Figuraos un mundo de piedra, inmenso como el espíritu de nuestra religión, sombrío como sus tradiciones, enigmático como sus parábolas, y todavía no tendréis una idea remota de ese eterno monumento del entusiasmo y la fe de nuestros mayores, sobre el que los siglos han derramado a porfía el tesoro de sus creencias, de su inspiración y de sus artes.

En su seno viven el silencio, la majestad, la poesía del misticismo, y un santo horror que defiende sus umbrales contra los pensamientos mundanos y las mezquinas pasiones de la tierra.

La consunción material se alivia respirando el aire puro de las montañas, el ateísmo debe curarse respirando su atmósfera de fe.

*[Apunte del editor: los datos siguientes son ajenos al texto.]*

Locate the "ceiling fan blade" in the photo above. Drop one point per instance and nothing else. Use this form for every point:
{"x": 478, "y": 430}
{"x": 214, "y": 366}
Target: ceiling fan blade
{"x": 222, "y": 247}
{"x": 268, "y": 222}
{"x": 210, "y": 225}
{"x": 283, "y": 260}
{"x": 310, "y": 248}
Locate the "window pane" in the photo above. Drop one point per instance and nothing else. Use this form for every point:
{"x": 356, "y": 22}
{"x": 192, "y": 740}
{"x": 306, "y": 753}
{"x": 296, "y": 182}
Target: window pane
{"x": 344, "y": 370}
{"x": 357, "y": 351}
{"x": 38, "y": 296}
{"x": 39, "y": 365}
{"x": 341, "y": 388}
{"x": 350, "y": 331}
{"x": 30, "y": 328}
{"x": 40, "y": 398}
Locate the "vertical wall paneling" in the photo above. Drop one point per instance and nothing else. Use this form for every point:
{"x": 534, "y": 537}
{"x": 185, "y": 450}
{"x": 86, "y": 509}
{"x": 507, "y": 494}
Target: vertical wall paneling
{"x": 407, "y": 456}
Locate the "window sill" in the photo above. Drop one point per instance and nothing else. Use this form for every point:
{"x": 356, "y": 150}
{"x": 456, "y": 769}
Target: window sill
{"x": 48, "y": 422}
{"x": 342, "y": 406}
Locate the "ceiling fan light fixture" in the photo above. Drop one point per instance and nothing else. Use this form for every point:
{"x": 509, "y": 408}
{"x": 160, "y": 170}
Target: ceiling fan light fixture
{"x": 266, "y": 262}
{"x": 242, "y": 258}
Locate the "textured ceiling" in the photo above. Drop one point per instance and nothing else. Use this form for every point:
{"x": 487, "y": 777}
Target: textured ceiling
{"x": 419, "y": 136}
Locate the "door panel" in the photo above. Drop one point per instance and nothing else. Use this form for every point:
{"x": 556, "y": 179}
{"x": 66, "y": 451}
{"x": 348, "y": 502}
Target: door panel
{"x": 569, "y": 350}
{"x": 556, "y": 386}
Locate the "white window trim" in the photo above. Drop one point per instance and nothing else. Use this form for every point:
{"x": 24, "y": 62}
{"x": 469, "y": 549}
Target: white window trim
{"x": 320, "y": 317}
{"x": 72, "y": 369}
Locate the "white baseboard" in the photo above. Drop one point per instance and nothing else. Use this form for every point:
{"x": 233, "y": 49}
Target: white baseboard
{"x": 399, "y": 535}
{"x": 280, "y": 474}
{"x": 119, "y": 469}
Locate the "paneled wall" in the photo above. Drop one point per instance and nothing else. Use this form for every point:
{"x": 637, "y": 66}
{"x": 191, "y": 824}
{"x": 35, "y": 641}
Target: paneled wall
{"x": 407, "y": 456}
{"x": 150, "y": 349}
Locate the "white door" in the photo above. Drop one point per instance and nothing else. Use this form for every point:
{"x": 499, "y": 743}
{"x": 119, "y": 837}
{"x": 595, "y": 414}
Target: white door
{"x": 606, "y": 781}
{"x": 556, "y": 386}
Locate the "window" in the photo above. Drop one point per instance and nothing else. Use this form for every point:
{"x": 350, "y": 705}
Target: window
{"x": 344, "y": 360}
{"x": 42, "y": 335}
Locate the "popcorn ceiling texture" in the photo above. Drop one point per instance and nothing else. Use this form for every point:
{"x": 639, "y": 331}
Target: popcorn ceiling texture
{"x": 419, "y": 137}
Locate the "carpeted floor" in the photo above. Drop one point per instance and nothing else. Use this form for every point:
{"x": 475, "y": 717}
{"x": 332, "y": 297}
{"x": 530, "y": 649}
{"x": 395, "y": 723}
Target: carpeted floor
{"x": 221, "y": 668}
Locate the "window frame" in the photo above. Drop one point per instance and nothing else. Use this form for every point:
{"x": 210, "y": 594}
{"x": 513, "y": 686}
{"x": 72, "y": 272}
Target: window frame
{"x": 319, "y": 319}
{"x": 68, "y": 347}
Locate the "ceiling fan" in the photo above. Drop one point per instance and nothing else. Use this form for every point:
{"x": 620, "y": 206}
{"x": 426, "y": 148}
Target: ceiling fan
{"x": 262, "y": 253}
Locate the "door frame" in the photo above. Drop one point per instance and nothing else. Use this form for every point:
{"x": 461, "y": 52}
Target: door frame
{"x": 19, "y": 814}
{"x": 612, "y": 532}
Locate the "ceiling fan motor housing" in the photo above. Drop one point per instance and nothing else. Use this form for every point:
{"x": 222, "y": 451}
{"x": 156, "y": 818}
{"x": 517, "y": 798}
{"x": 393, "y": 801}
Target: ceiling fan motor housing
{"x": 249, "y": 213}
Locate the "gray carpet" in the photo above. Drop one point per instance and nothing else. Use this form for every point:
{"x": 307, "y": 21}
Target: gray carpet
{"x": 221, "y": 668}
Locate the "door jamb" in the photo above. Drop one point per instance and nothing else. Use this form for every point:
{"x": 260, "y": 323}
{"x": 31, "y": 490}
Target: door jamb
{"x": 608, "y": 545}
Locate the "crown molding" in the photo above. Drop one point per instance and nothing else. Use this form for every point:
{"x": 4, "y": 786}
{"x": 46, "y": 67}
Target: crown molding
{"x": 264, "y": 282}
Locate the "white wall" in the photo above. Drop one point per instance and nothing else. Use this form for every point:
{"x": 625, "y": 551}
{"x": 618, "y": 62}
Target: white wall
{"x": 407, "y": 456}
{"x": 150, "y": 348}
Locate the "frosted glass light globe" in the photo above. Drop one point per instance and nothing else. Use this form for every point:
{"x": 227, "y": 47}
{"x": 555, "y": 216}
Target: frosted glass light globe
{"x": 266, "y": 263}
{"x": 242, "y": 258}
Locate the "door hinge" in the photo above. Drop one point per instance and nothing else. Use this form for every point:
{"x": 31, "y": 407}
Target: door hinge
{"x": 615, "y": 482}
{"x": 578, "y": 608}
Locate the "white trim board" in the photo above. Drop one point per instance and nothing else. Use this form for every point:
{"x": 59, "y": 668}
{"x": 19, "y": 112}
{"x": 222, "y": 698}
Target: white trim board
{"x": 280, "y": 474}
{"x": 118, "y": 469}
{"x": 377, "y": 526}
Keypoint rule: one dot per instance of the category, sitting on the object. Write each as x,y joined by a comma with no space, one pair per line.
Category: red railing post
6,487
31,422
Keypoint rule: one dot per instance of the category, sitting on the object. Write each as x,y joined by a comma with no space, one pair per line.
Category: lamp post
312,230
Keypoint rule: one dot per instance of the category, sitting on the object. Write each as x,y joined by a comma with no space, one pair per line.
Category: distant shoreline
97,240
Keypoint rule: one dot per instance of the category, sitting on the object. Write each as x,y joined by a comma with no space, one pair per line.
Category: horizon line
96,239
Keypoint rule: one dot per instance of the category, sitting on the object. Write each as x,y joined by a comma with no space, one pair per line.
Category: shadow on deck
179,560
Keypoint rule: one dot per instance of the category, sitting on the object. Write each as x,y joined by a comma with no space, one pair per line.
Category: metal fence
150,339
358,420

Pero si grande, si imponente se presenta la catedral a nuestros ojos a cualquiera hora que se penetra en su recinto misterioso y sagrado, nunca produce una impresión tan profunda como en los días en que despliega todas las galas de su pompa religiosa, en que sus tabernáculos se cubren de oro y pedrería; sus gradas de alfombra y sus pilares de tapices.

Entonces, cuando arden despidiendo un torrente de luz sus mil lámparas de plata; cuando flota en el aire una nube de incienso, y las voces del coro y la armonía de los órganos y las campanas de la torre estremecen el edificio desde sus cimientos más profundos hasta las más altas agujas que lo coronan, entonces es cuando se comprende, al sentirla, la tremenda majestad de Dios que vive en él, y lo anima con su soplo y lo llena con el reflejo de su omnipotencia.

El mismo día en que tuvo lugar la escena que acabamos de referir, se celebraba en la catedral de Toledo el último de la magnífica octava de la Virgen.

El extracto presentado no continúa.